Anlegerentschädigung im Insolvenzfall „AMIS“
Klarstellungen des Obersten Gerichthofs zu Fragen der Anlegerentschädigung im Insolvenzfall „AMIS“.
Der Kläger hatte bei einer „AMIS“-Gesellschaft, einem Wertpapierdienstleistungsunternehmen (WPDLU), Geld angelegt. Über deren Vermögen wurde 2005 das Konkursverfahren eröffnet. Der Kläger meldete seine Forderung im Konkurs an. Mit seiner Klage begehrt er den Ersatz seines Schadens, der ihm durch rechtswidrige Verfügungen von „AMIS“ über die veranlagten Gelder entstanden sei. Die Beklagte ist eine Entschädigungseinrichtung nach dem WAG (Wertpapieraufsichtsgesetz).
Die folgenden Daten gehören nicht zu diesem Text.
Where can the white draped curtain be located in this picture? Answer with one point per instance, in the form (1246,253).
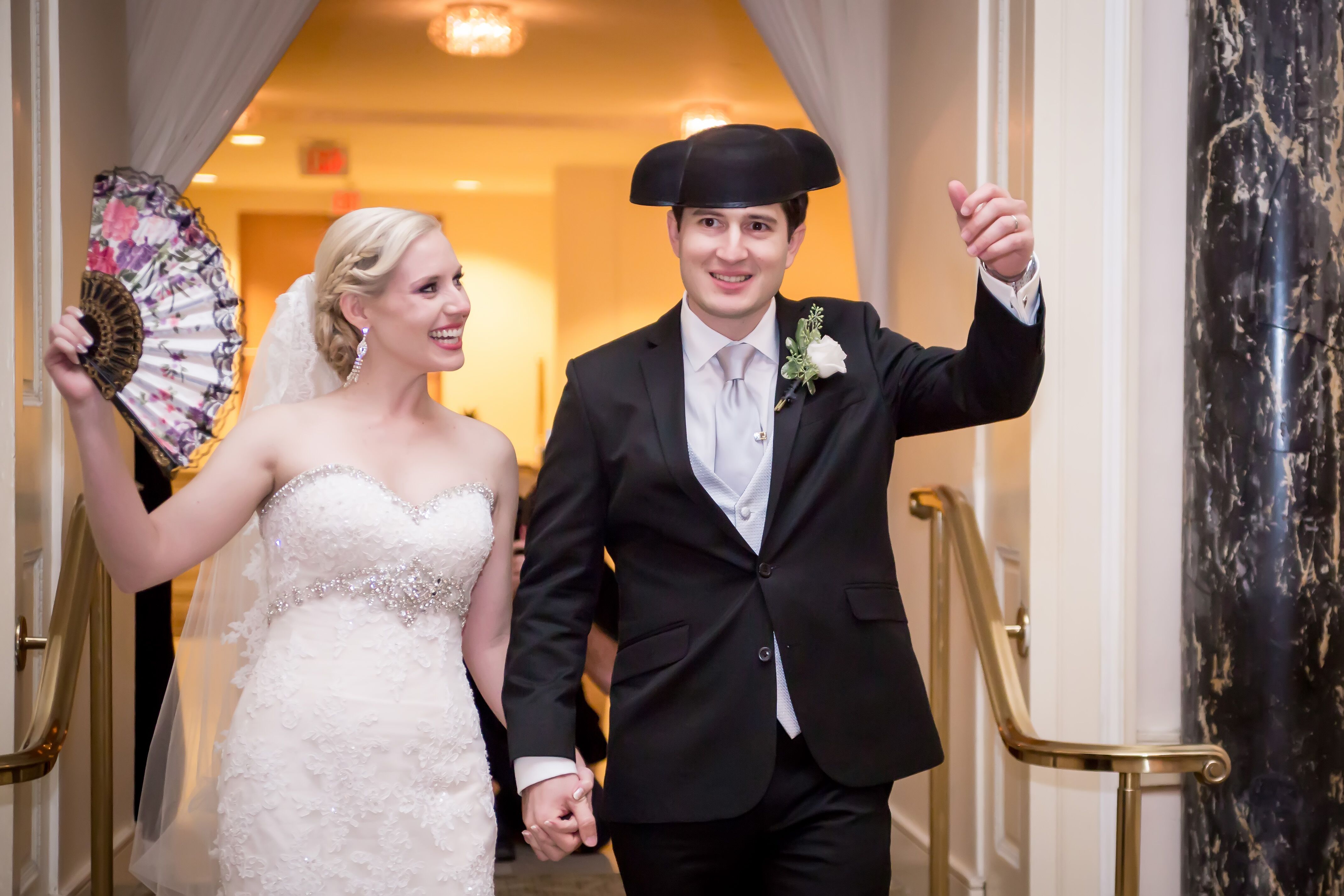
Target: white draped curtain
(194,68)
(834,53)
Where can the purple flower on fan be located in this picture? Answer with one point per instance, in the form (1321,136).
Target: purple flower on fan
(103,258)
(135,256)
(119,221)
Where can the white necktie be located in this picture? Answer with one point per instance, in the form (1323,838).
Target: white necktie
(737,420)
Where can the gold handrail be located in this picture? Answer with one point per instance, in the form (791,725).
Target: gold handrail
(948,510)
(84,596)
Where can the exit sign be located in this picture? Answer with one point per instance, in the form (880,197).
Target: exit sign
(324,158)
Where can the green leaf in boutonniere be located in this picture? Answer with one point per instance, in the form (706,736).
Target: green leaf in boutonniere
(811,357)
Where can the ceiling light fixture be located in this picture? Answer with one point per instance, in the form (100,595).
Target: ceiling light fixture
(698,119)
(478,30)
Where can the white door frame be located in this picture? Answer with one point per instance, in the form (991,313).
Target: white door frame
(1084,426)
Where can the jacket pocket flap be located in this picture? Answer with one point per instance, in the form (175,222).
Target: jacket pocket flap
(651,652)
(876,602)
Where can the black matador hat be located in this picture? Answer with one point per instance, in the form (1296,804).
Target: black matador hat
(734,167)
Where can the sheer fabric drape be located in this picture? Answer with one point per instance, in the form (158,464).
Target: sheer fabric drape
(194,68)
(835,56)
(178,823)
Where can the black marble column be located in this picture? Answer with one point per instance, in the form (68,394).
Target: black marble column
(1264,614)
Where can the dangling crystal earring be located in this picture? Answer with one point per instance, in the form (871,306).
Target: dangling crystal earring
(359,357)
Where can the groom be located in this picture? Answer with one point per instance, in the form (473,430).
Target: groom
(765,692)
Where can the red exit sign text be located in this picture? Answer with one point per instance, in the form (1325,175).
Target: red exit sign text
(324,158)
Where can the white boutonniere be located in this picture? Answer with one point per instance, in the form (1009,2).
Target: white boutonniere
(812,357)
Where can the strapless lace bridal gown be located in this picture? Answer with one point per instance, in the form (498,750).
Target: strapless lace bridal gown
(355,762)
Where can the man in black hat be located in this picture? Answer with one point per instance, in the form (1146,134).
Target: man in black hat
(733,459)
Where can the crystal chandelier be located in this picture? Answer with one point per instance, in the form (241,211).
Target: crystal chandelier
(478,30)
(698,119)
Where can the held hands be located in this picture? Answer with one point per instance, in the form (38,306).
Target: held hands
(995,228)
(558,815)
(66,342)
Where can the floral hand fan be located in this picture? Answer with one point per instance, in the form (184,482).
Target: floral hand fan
(164,320)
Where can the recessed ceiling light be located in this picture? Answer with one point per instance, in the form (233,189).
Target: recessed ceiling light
(698,119)
(478,30)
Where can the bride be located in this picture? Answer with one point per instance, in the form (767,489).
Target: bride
(319,734)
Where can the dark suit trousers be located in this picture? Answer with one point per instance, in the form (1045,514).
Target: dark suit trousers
(808,836)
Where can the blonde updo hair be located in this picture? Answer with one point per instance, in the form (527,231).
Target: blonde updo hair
(358,256)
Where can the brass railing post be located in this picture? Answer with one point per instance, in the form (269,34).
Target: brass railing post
(100,719)
(1128,816)
(954,528)
(940,698)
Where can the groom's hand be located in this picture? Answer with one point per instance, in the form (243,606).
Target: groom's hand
(995,228)
(558,816)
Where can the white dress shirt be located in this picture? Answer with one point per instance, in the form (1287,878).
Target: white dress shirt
(748,511)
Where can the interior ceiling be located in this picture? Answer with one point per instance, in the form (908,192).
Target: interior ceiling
(597,82)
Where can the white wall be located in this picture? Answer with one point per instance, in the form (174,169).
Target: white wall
(93,136)
(1082,467)
(932,301)
(1162,358)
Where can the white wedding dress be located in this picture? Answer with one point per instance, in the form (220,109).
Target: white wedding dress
(354,762)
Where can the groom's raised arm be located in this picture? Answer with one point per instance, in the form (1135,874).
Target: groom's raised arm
(994,378)
(557,594)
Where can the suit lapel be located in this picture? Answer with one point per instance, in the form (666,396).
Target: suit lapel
(664,377)
(788,313)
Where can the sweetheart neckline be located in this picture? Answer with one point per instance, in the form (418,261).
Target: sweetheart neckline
(414,510)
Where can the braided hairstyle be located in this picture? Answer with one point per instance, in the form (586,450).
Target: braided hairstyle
(358,256)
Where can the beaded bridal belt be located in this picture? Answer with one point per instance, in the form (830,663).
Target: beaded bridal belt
(409,590)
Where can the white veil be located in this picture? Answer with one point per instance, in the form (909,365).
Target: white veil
(175,831)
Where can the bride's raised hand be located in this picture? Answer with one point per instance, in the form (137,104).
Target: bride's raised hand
(66,342)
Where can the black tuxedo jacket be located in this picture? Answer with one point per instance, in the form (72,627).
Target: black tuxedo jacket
(694,694)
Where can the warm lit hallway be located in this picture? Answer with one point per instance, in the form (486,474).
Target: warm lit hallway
(1150,558)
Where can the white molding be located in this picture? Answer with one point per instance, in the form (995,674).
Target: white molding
(918,836)
(1082,476)
(47,280)
(8,391)
(81,884)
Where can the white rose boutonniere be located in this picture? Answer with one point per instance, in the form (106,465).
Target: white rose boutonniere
(828,357)
(812,357)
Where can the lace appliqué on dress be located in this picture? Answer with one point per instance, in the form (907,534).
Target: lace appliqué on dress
(354,764)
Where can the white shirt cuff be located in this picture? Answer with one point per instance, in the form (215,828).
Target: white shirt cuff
(1023,301)
(530,770)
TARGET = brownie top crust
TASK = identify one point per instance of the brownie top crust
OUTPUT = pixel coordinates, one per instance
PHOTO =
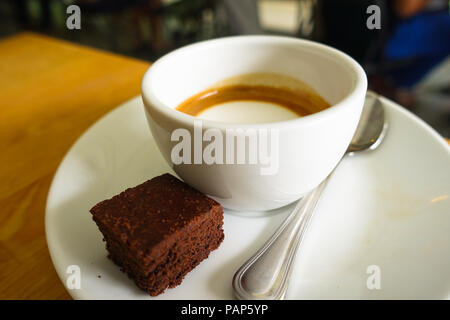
(151, 212)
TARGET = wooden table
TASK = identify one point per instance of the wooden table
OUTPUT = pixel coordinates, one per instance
(51, 91)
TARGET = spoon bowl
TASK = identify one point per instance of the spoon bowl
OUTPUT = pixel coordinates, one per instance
(266, 274)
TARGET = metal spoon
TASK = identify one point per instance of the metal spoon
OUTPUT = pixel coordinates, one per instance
(265, 275)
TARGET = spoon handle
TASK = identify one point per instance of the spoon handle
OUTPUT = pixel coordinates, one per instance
(265, 275)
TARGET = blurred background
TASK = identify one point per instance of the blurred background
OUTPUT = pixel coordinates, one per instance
(407, 59)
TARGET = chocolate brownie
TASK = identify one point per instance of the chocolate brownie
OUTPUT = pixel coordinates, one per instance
(159, 231)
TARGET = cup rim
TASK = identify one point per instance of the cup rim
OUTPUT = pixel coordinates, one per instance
(318, 48)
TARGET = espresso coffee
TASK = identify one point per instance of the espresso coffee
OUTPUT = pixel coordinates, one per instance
(255, 98)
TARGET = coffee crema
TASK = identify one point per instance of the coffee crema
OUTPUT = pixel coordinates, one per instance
(254, 98)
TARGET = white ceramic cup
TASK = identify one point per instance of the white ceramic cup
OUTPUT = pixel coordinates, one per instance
(309, 147)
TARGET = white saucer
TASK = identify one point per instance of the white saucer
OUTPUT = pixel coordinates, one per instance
(389, 208)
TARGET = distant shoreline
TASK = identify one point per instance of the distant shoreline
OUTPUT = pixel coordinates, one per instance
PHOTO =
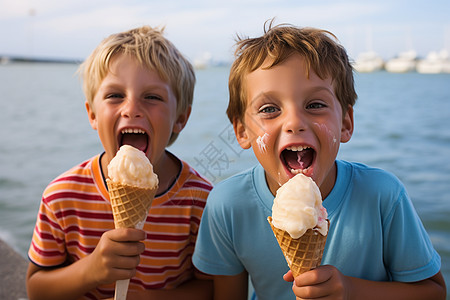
(13, 268)
(6, 59)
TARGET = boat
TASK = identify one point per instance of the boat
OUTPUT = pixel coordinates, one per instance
(434, 63)
(367, 62)
(403, 63)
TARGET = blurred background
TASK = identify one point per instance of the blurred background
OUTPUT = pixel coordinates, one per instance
(402, 116)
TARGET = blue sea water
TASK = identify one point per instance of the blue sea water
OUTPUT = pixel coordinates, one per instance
(402, 124)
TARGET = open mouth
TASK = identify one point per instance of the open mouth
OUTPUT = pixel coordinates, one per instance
(137, 138)
(298, 159)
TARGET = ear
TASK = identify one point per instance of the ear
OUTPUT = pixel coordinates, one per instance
(182, 119)
(241, 134)
(347, 125)
(91, 115)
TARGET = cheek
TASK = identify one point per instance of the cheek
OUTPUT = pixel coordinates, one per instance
(262, 142)
(327, 135)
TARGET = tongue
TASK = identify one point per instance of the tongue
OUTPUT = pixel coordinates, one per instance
(298, 159)
(138, 141)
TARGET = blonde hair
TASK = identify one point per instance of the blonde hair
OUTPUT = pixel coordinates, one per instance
(150, 48)
(320, 49)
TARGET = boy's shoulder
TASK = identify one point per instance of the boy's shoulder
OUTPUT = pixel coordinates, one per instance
(83, 174)
(368, 180)
(365, 172)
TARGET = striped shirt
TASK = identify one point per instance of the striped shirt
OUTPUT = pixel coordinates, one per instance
(75, 211)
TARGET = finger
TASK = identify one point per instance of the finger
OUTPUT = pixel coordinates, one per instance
(128, 248)
(288, 276)
(316, 276)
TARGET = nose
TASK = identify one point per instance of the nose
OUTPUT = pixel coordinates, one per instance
(131, 108)
(294, 122)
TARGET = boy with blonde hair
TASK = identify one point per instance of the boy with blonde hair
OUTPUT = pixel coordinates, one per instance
(291, 101)
(139, 91)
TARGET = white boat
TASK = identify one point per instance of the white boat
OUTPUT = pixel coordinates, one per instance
(434, 63)
(368, 62)
(4, 60)
(403, 63)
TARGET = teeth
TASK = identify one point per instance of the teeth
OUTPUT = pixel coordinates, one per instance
(131, 130)
(297, 148)
(295, 172)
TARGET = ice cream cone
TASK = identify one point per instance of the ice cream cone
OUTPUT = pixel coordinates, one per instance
(302, 254)
(130, 204)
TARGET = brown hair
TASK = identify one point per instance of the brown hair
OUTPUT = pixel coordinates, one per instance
(323, 54)
(150, 48)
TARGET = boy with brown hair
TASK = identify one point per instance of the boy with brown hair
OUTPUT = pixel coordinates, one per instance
(291, 100)
(139, 91)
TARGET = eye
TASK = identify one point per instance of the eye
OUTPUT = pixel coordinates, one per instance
(316, 105)
(154, 97)
(268, 109)
(113, 96)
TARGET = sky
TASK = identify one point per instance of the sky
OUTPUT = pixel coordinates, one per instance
(71, 29)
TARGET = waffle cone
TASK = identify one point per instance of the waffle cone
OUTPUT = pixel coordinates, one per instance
(302, 254)
(129, 204)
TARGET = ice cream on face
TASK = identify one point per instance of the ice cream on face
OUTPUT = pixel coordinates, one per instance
(298, 207)
(261, 141)
(130, 166)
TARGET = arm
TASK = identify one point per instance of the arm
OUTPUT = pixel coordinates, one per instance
(327, 281)
(115, 257)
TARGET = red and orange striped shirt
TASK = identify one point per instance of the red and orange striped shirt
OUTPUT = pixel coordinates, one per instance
(75, 211)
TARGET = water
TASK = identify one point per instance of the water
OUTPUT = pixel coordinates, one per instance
(402, 124)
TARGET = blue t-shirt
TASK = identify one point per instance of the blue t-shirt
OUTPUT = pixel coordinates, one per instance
(374, 234)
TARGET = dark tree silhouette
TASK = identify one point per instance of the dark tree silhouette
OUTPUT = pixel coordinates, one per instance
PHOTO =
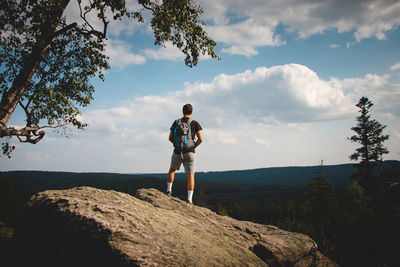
(369, 134)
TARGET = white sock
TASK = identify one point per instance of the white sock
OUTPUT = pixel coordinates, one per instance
(190, 195)
(169, 187)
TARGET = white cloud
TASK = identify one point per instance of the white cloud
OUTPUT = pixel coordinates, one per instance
(245, 36)
(120, 54)
(395, 66)
(169, 52)
(246, 25)
(279, 95)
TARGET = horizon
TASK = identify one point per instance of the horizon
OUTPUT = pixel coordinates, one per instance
(283, 94)
(182, 171)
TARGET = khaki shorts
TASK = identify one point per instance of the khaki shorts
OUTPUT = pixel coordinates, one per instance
(188, 160)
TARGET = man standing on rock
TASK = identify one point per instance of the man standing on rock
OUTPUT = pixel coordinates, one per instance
(183, 136)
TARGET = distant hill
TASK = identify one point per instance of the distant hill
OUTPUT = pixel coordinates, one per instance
(35, 181)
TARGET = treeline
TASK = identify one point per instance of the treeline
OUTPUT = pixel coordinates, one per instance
(351, 226)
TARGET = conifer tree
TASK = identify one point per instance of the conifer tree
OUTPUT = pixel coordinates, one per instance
(322, 202)
(369, 134)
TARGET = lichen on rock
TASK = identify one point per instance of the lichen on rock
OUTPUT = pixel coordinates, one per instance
(84, 226)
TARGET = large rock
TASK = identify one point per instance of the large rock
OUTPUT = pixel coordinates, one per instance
(85, 226)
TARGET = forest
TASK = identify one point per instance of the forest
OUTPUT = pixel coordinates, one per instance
(352, 226)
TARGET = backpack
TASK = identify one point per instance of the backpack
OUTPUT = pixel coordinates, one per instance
(182, 135)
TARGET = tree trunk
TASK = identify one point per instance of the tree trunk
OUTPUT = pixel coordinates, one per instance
(11, 97)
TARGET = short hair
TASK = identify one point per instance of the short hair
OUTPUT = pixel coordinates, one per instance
(187, 109)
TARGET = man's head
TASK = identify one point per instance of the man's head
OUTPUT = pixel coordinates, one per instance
(187, 109)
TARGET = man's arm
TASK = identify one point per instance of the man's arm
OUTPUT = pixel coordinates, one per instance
(199, 138)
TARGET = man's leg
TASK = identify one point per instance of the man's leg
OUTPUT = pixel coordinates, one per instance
(190, 186)
(189, 162)
(170, 180)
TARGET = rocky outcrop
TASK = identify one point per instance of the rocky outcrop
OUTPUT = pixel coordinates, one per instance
(85, 226)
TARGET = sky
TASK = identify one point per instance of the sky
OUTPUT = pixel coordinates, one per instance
(283, 93)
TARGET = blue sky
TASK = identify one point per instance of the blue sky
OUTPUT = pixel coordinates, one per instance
(283, 93)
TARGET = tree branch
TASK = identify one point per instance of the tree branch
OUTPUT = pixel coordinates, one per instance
(32, 134)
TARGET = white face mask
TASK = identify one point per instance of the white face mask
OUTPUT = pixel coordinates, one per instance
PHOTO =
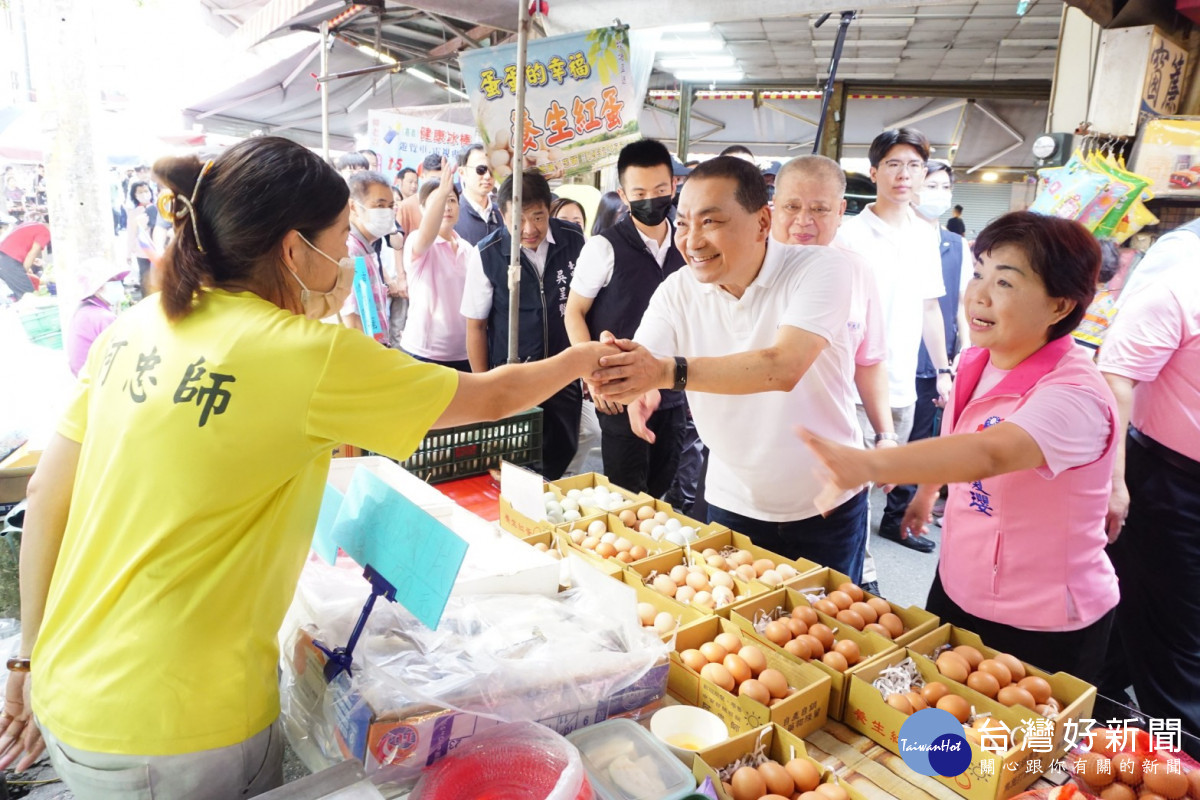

Die Beklagte wendete mangelnde Fälligkeit des Anspruchs ein, weil der Kläger prüffähige Unterlagen über die Berechtigung seiner Ansprüche nicht vorgelegt habe. Der Kläger habe einen Anspruch gegen die Liquidationsmasse eines Fonds in Luxemburg in Höhe von 70 % seiner Investition; um diesen Betrag sei der Entschädigungsbetrag zu reduzieren. Da das zur Entschädigung aller AMIS-Geschädigten zur Verfügung stehende Treuhandvermögen nicht ausreiche, könnten Ansprüche von Geschädigten nur quotenmäßig befriedigt werden.
Das Erstgericht gab der Klage statt.
Das Berufungsgericht bestätigte einen Teil des Urteils des Erstgerichts und hob im Übrigen das Ersturteil auf und verwies diesbezüglich die Sache zur neuerlichen Entscheidung an das Erstgericht zurück, weil noch zu prüfen sei, in welchem Ausmaß der Kläger Gelder aus dem Fonds in Luxemburg bekommen werde; insoweit wäre das Klagebegehren nicht berechtigt.
Der Oberste Gerichtshof stellte im Wesentlichen das Urteil des Erstgerichts wieder her. Er traf folgende wesentlichen Aussagen:
1) Im konkreten Fall, in dem der Kläger die beiden letzten zur Prüfung seiner Ansprüche notwendigen Urkunden (Anlegerzertifikat und Einzahlungsbeleg) im Verfahren vorgelegt habe, sei die vom Berufungsgericht zugrundegelegte Prüffrist von drei Monaten für die Beklagte nicht zu kurz bemessen. Bei Schluss der Verhandlung erster Instanz sei der Anspruch daher fällig gewesen.
2) Die Entschädigungsforderung des Anlegers nach dem WAG sei unabhängig vom Konkursverfahren anzumelden und nach der vorgesehenen Prüfung durch die Beklagte ohne Rücksichtnahme auf den Verfahrensstand im Konkursverfahren des WPDLU, aber auch der Fonds in Luxemburg, zur Zahlung fällig. Die vom Berufungsgericht angeordnete Verfahrensergänzung sei daher nicht nötig.
3) Die Beklagte habe – ungeachtet des möglicherweise zur Befriedigung aller Geschädigten nicht ausreichenden Treuhandvermögens – die Anleger nicht quotenmäßig (kridamäßig), sondern sofort in voller Höhe nach dem Zuvorkommen so lange zu befriedigen, bis das Treuhandvermögen erschöpft sei.